Certain tests in ClusterKit are pairwise, meaning there is a specific logic for processing their results, as described below.

For each particular type of test, ClusterKit repeats it a number of times across appropriate population of ranks, using given message sizes (default or specified) and collects performance statistics.

In pairwise experiments and FULL test mode, ClusterKit repeats the experiment on pairs it selects in each round.

For a system with n nodes, there can be up to n(n-1)/2 distinct pairs, allowing for n/2 communicating pairs to be tested simultaneously.

ClusterKit operates over n-1 rounds, selecting a different destination for the same source in each pair.

A 'tolerance' is a specified percentage derived from the extreme values of the observed performance distribution, used to characterize a component’s performance as 'unacceptable.'

Message latencies that are 2.1 times (by default) above the minimum are considered 'bad,'

Message bandwidths (BWs) less than 93% (by default) of the maximum are also deemed 'bad.'

Different values can be supplied.

Pairs whose performance falls outside the tolerance are selected to participate in subsequent evaluation rounds for re-testing. In each subsequent round, the total number of pairs is halved. In the final round, pairs that continue to perform outside the tolerance are declared definitively 'bad.'

The -x option for the ClusterKit binary disables the retesting logic, causing ClusterKit to test all possible pairs once and then stop.

In pairwise experiments conducted in QUICK mode, n/2 communicating pairs go through one round of evaluation. To run in QUICK mode, pass -q ( --quick ) to the ClusterKit binary.

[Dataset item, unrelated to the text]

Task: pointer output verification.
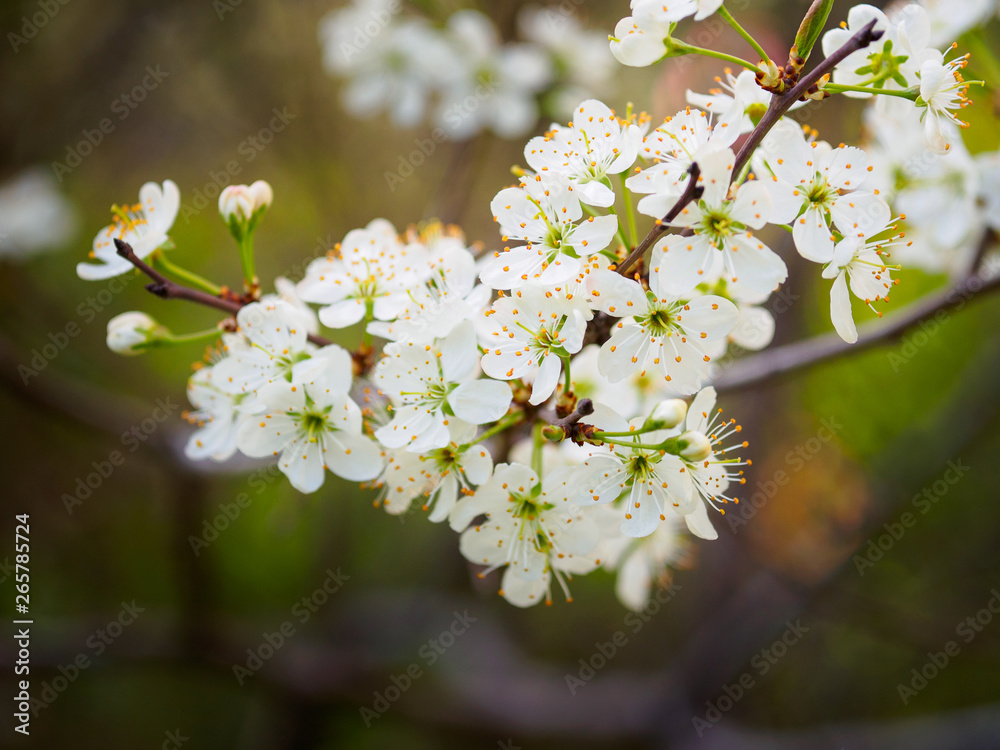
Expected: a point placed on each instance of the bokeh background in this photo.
(853, 444)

In CUSTOM mode, we specify the pairs to test in each round using an input file.

To run a pairwise test in CUSTOM mode, pass -f <file> ( --fromfile=<file>) to the ClusterKit binary.

The file consists of lines, with each line formatted as:

Copy Copied! <round_num> <node_1> <node_2>

All pairs (links between <node_1> and <node_2> ) with the same <round_num> will be tested in parallel. <round_num> should be in non-descending order. For example:

Copy Copied! 1 machine02 machine10 1 machine03 machine07 2 machine02 machine03

This will test (machine02, machine10) and (machine03, machine07) in round 1 and (machine02, machine03) in round 2.